Do you want to learn more about the smallest building blocks in nature? UiS have invited three world famous physicists to tell us in everyday language about the role particles play in nature and the strong forces binding them together.
This year the Department of Mathematics and Physics (IMF) is hosting an online international physics conference between August 2-6. At this conference, called A Virtual Tribute to Quark Confinement and the Hadron Spectrum, physicists from around the world will seek answers to basic questions in particle physics.
«As organizers and physicists we wish to connect with the general public and kindle their interest in the type of basic science that is at the center of this conference and which we work on here at UiS», says Alexander Rothkopf, Associate Professor in Physics at UiS.
«To take a first step, we have invited a trio of world leading physicists to tell us about particle physics in everyday plain English.»
Knowledge from CERN
The first speaker is Eckhard Elsen, director of research and computer simulations at the leading particle physics laboratory in Europe, the CERN laboratory in Switzerland.
«Norway has been part of CERN since its founding in 1953. In fact, Norway is contributing to the research at CERN with a significant amount of money each year. Many researchers in Norway are working with CERN, making Norway part of the success story of this laboratory. The talk from Eckhard Elsen is a great opportunity for the public to get to know what some of their tax money is spent on», says Alexander Rothkopf.
Elsen will give the audience a brief overview of the different research projects at CERN, and an idea of how they are all linked together.
«With many countries pulling together we can achieve something ground-breaking», Rothkopf says referring to the work conducted by researchers at CERN.
The CERN laboratory is famous for probing the properties of fundamental particles that make up everything around us, using the world's largest and most complex scientific instruments. One of their key achievements is the discovery of the Higgs boson, an elementary particle in the Standard Model of particle physics which gives mass to all the other particles.
Physicists leaving their bubble
«If you feel that you cannot follow these talks, we have failed. We want to leave the "research bubble" and offer something interesting to the public», Rothkopf states about the planned popular scientific talks. The goal is that everyone, who went to high school in Norway, no matter their background, and other education, should be able to follow the outreach program.
Since fundamental research is not immediately applicable in the form of products, it often takes decades before it has a direct impact to everyday life. When it does, it often leads to rapid progress, as was the case with the transistor, the laser or particle beam cancer therapy. Therefore, the organizers are keen to share with the general public what is going on in research in this field of science.
At the same time particle physics tries to answer some of the big questions of humankind, such as “how was the universe born” and “what are we made of”? Through the outreach program, the organizers hope to give the public insight into some of the answers physics can give to these questions.
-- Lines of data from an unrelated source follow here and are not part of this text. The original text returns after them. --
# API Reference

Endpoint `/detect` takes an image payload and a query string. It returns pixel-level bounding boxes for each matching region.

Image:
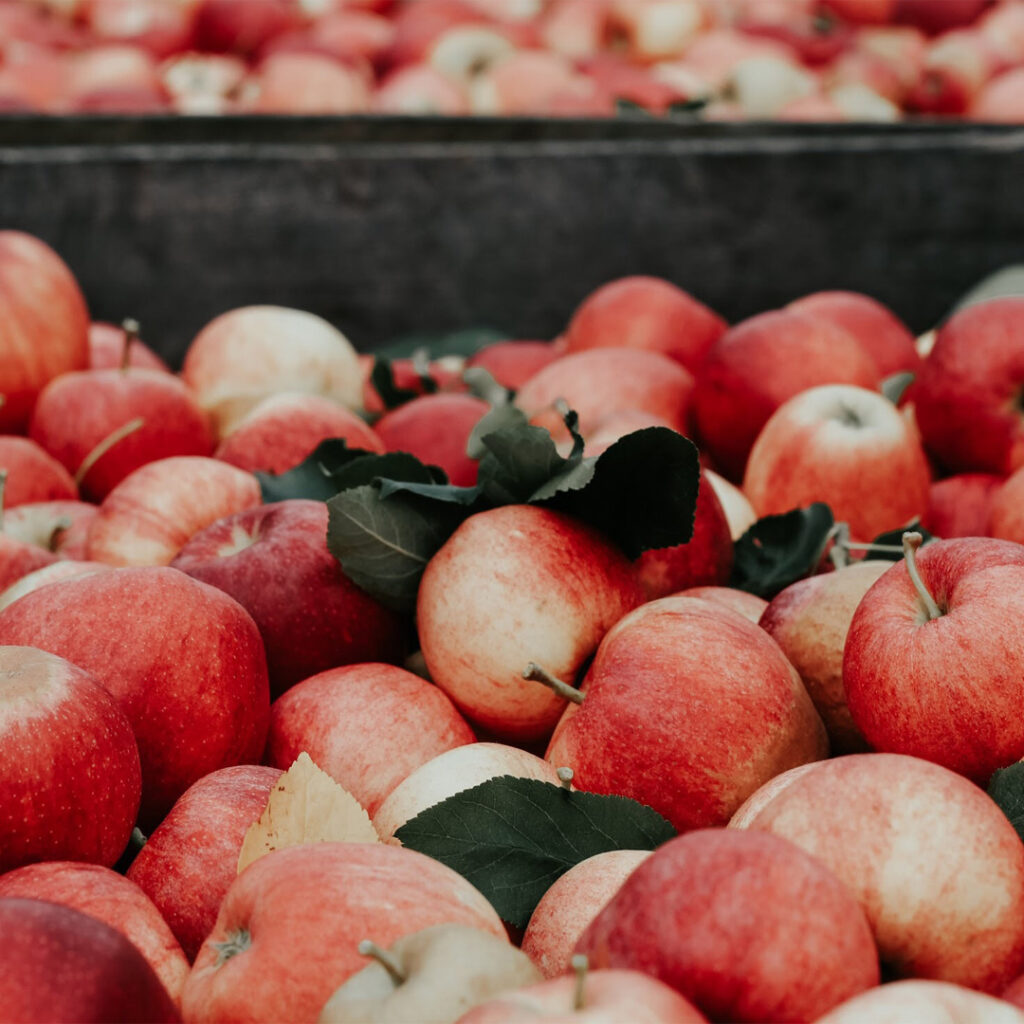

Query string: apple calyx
[522,662,586,703]
[75,416,145,486]
[903,531,942,622]
[356,939,408,985]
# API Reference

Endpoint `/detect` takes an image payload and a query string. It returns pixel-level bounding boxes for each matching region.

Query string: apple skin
[785,291,921,380]
[171,500,409,692]
[265,664,476,816]
[759,560,892,754]
[182,843,505,1024]
[907,296,1024,475]
[86,456,262,565]
[538,596,828,831]
[522,850,650,978]
[416,505,641,740]
[457,969,707,1024]
[0,897,181,1024]
[577,828,879,1022]
[0,568,270,827]
[29,368,213,502]
[743,384,932,542]
[374,742,561,846]
[921,473,1004,540]
[565,276,728,373]
[0,861,188,1007]
[693,309,879,480]
[181,306,362,439]
[128,765,282,961]
[0,231,89,433]
[0,645,141,872]
[843,538,1024,785]
[374,394,490,487]
[730,754,1024,992]
[634,473,732,601]
[817,981,1024,1024]
[214,392,384,473]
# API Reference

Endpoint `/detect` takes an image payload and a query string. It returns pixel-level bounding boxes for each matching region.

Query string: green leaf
[729,502,835,600]
[395,775,676,928]
[988,761,1024,840]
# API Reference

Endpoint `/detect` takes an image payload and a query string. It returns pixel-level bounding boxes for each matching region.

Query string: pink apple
[0,898,181,1024]
[0,641,141,872]
[416,505,641,740]
[0,861,188,1006]
[538,596,828,830]
[732,754,1024,992]
[0,231,89,432]
[182,843,505,1024]
[693,310,880,479]
[86,456,261,565]
[577,829,879,1022]
[0,568,269,827]
[128,765,282,961]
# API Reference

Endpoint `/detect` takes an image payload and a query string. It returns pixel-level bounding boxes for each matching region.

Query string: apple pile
[6,0,1024,122]
[8,231,1024,1024]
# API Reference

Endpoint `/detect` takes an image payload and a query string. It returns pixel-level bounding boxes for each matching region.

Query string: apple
[29,368,213,502]
[577,828,880,1022]
[373,742,561,845]
[743,384,932,542]
[182,843,505,1024]
[265,664,476,815]
[0,231,89,433]
[128,765,282,961]
[86,456,262,565]
[182,306,362,438]
[565,276,728,373]
[730,754,1024,992]
[0,568,270,827]
[522,850,650,978]
[0,861,188,1006]
[843,534,1024,784]
[760,560,892,754]
[545,596,828,830]
[0,642,141,872]
[317,925,541,1024]
[0,898,181,1024]
[416,505,638,740]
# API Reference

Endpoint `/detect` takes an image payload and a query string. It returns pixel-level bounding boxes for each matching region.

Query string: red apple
[0,861,188,1006]
[0,568,270,827]
[731,754,1024,992]
[0,898,181,1024]
[416,505,641,740]
[0,641,141,872]
[743,384,931,541]
[545,596,828,830]
[182,843,505,1024]
[128,765,282,961]
[0,231,89,432]
[86,456,261,565]
[577,829,879,1022]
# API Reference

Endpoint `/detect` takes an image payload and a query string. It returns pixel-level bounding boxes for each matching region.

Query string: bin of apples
[0,231,1024,1024]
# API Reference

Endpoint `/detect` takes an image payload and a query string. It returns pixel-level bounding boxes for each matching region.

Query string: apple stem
[570,953,590,1013]
[903,532,942,622]
[358,939,407,985]
[522,662,585,703]
[121,316,138,371]
[75,416,145,486]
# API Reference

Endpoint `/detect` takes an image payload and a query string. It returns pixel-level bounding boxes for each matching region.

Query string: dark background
[0,118,1024,361]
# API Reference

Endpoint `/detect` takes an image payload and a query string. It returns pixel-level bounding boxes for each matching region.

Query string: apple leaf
[988,761,1024,840]
[239,752,380,872]
[395,775,676,928]
[729,502,835,600]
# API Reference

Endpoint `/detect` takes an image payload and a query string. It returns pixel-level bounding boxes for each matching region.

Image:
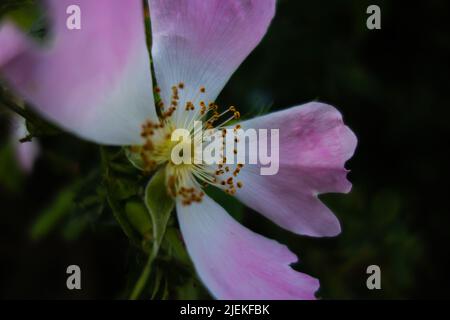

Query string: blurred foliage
[0,0,450,299]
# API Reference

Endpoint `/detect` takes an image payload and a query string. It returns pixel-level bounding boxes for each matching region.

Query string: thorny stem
[130,253,155,300]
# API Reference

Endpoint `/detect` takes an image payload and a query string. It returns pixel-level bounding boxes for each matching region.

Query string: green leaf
[125,148,145,171]
[30,187,75,240]
[145,168,175,257]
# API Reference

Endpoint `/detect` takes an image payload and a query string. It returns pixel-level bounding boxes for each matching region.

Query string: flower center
[132,83,243,205]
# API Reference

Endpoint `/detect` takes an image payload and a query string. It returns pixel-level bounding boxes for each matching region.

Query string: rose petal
[11,116,41,173]
[236,102,357,236]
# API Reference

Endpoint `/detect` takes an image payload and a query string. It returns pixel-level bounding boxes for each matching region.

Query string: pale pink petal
[11,116,40,173]
[0,0,156,145]
[177,196,319,299]
[149,0,276,127]
[236,102,357,236]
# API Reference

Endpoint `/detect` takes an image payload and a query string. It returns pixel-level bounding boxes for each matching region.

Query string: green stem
[130,253,154,300]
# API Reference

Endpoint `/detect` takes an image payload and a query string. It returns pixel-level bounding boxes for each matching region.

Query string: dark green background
[0,0,450,299]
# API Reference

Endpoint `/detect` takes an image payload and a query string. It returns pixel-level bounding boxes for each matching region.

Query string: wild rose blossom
[11,115,41,174]
[0,0,356,299]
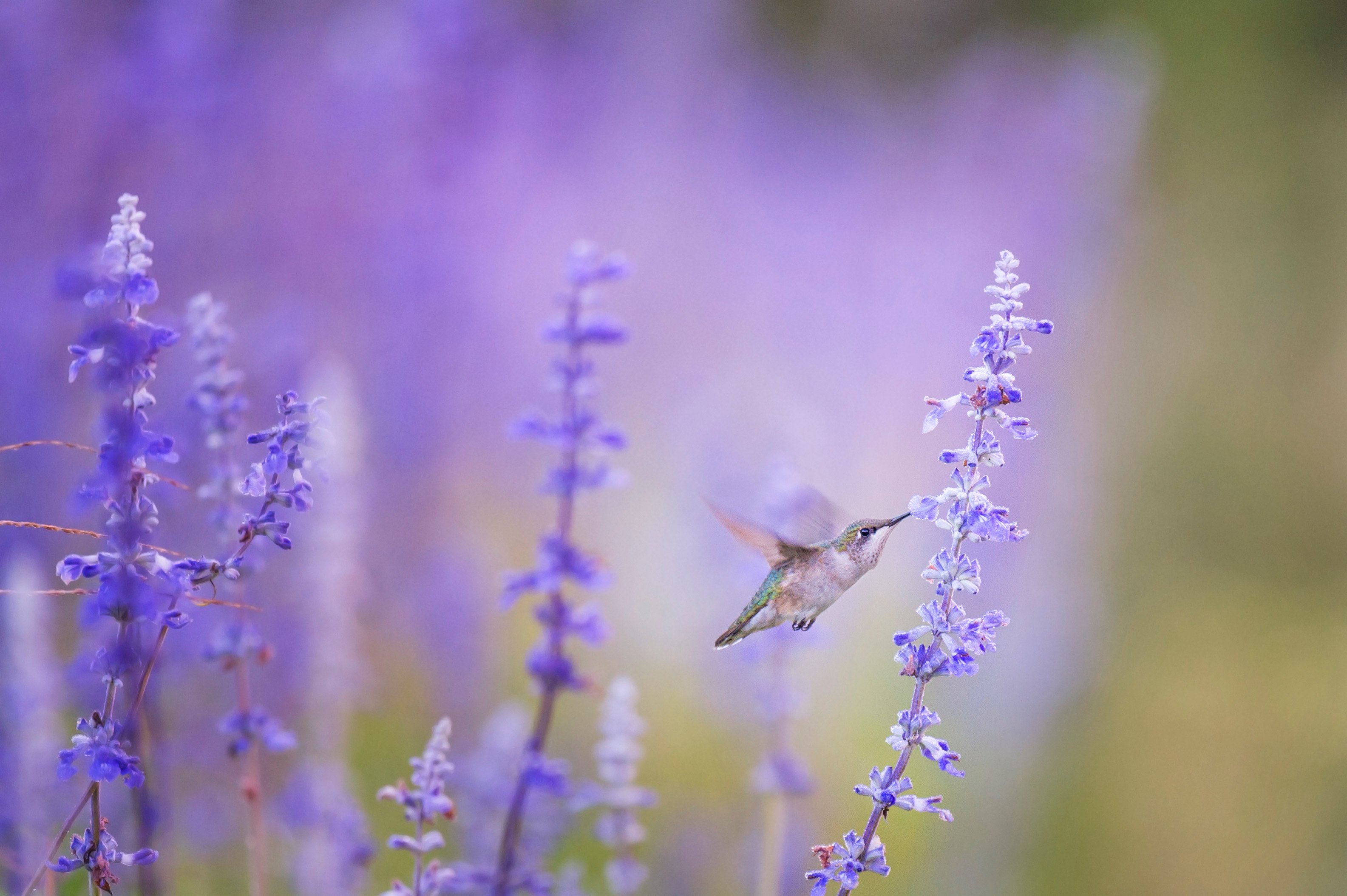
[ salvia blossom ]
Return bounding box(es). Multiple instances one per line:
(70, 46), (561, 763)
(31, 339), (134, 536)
(804, 830), (889, 896)
(176, 392), (323, 587)
(187, 292), (296, 769)
(492, 243), (627, 896)
(53, 194), (180, 892)
(187, 292), (248, 538)
(378, 716), (454, 896)
(808, 252), (1052, 896)
(57, 710), (145, 787)
(47, 818), (159, 893)
(448, 704), (571, 895)
(574, 676), (656, 896)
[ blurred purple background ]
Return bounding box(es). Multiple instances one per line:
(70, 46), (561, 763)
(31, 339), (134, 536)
(0, 0), (1149, 895)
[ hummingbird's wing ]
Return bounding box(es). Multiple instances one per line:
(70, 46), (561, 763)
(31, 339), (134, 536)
(706, 502), (819, 566)
(774, 486), (851, 545)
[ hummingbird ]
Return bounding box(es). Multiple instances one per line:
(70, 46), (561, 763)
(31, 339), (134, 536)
(710, 505), (912, 650)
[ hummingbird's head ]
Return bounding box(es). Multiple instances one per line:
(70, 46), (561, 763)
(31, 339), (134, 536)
(835, 514), (910, 571)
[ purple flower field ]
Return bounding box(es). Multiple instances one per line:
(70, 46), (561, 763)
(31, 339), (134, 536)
(0, 0), (1180, 896)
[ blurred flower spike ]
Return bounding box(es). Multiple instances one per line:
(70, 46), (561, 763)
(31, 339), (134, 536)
(378, 716), (455, 896)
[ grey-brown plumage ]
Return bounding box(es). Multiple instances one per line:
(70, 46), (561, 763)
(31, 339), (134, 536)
(711, 505), (909, 648)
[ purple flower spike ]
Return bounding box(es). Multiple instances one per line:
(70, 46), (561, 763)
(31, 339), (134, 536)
(807, 252), (1053, 896)
(496, 242), (630, 893)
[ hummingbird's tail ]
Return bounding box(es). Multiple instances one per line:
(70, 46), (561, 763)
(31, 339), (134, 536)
(715, 619), (749, 650)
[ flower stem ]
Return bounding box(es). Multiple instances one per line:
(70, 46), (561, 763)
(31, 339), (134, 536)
(234, 638), (267, 896)
(492, 289), (583, 896)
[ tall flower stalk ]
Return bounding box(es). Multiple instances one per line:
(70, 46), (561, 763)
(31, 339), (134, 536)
(187, 292), (295, 896)
(27, 194), (323, 892)
(492, 243), (627, 896)
(378, 716), (454, 896)
(807, 252), (1052, 896)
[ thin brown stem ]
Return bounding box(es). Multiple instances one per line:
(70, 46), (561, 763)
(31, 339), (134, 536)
(0, 438), (191, 491)
(86, 782), (102, 896)
(234, 627), (267, 896)
(23, 782), (98, 893)
(0, 519), (186, 557)
(0, 438), (98, 455)
(492, 292), (583, 896)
Rothkopf says that the physicist speakers in the outreach programme are very enthusiastic about what they are doing.
«Mankind has made progress by looking more and more closely at nature. What is a molecule? What is going on inside of an atom? Is there something smaller than the core of an atom? These things are important to understand. Our conference sheds light on the smallest building blocks of nature from many different angles. Researchers throw their ideas at each other, discuss fiercely and go home with new impulses», he says.
From the lab to the public
Many of the experiments in fundamental physics involve particle accelerators.
«Developments in fundamental physics have a steady effect on everyday technology. Once you know how to build an accelerator for a complicated scenario, such as in high energy physics, you can also use the same technology in other fields. Nowadays you find accelerators used in hospitals to treat cancer patients. Particle physics technology also has made it into security at ports, where you can use particle accelerators to screen containers for explosives without opening them. And you can even use this technology to look inside active volcanos or pyramids», Rothkopf says, listing quite unexpected applications for particle physics.
Chris Quigg will take you on a tour to the smallest building blocks of matter where we find that, surprisingly, these particles are behaving in a relatively simple fashion, compared to the complex patterns we find in the world around us every day. The key to this simplicity of the microscopic world lies in a concept called symmetry. Chris Quigg’s presentation give you a glimpse of the fascinating concept of symmetries, and will show how it has shaped our understanding of the microscopic world in the 20th century.
Zhongbo Kang has a message for us all: The strong force is with us! In his presentation he will show how in the 20th century physicists began to understand that there exists a force in the universe that holds together the cores of atoms and by that makes the world possible as we know it.